Brave thing to say. We had to have one cat put to sleep, the other went in her sleep* (if offended don't read past the footnote)
We now have a dog, she's 8 and just wonderful. I can't bear the thought of when that time comes.
But know some things.
They don't know the fear of the end of life or whether there's something the other side. They only know love and companionship. When the time does come they won't hold it against you, they won't resent your decision, they won't know the end is coming. They will only thank you for what you gave them, and for being there. We don't say this to kids because it screws them up but for them it is really just like going to sleep one last time, and going to sleep with your hand on their head or sat on your lap is the best thing ever.
I made the mistake with the cat we had to put to sleep and I won't make it again.

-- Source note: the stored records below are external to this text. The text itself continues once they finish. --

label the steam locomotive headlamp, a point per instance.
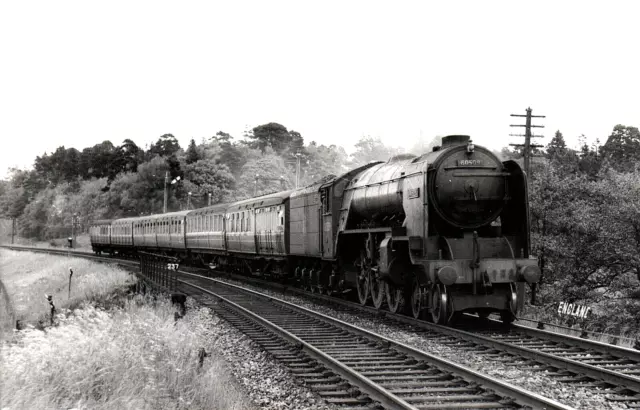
(470, 147)
(530, 273)
(447, 275)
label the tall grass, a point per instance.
(28, 277)
(135, 357)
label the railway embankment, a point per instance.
(108, 349)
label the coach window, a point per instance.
(326, 203)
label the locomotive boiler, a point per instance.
(439, 234)
(433, 235)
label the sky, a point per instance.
(76, 73)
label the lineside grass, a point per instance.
(125, 352)
(83, 242)
(28, 277)
(135, 357)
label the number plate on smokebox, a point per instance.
(470, 163)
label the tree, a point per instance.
(590, 162)
(323, 161)
(133, 194)
(98, 161)
(370, 149)
(557, 146)
(622, 149)
(130, 156)
(276, 136)
(166, 146)
(269, 169)
(192, 153)
(208, 177)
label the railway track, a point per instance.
(353, 367)
(614, 370)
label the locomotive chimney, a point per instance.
(451, 140)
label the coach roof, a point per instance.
(277, 198)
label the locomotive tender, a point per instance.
(435, 235)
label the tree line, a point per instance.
(585, 220)
(584, 202)
(112, 181)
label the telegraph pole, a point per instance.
(527, 146)
(298, 155)
(166, 196)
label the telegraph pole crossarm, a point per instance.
(527, 146)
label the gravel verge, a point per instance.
(267, 382)
(573, 395)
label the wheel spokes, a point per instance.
(377, 291)
(416, 300)
(395, 297)
(363, 288)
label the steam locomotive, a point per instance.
(435, 235)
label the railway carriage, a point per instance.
(100, 236)
(122, 235)
(164, 232)
(205, 230)
(434, 235)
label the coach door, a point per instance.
(326, 232)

Better a week too early than a day too late.
* if offended/don't want some dark humour; don't read on. Little cat went in her sleep. She was old, but comfortable and no outward signs anything was wrong, she just went. Through the day she became more dozy, curled up in her favourite spot on the landing where the radiator pipes run under the floor so it's a bit warm, and tucked her head and tail in as she always did. We didn't move her even though it was right outside my daughter's door. I didn't really sleep because I knew it was coming, and in the early hours I went out to her and she'd gone.
Stretched out as far as she could possibly be.
Curled up, she could practically have got in a shoe box. But stretched out, I didn't have a box big enough to put her to rest in. Especially because her tail was out, ramrod straight like a furry black flagpole. I had to bend the ****ing thing round to get it into the biggest box we owned at the time. Abiding memories of a dear little cat.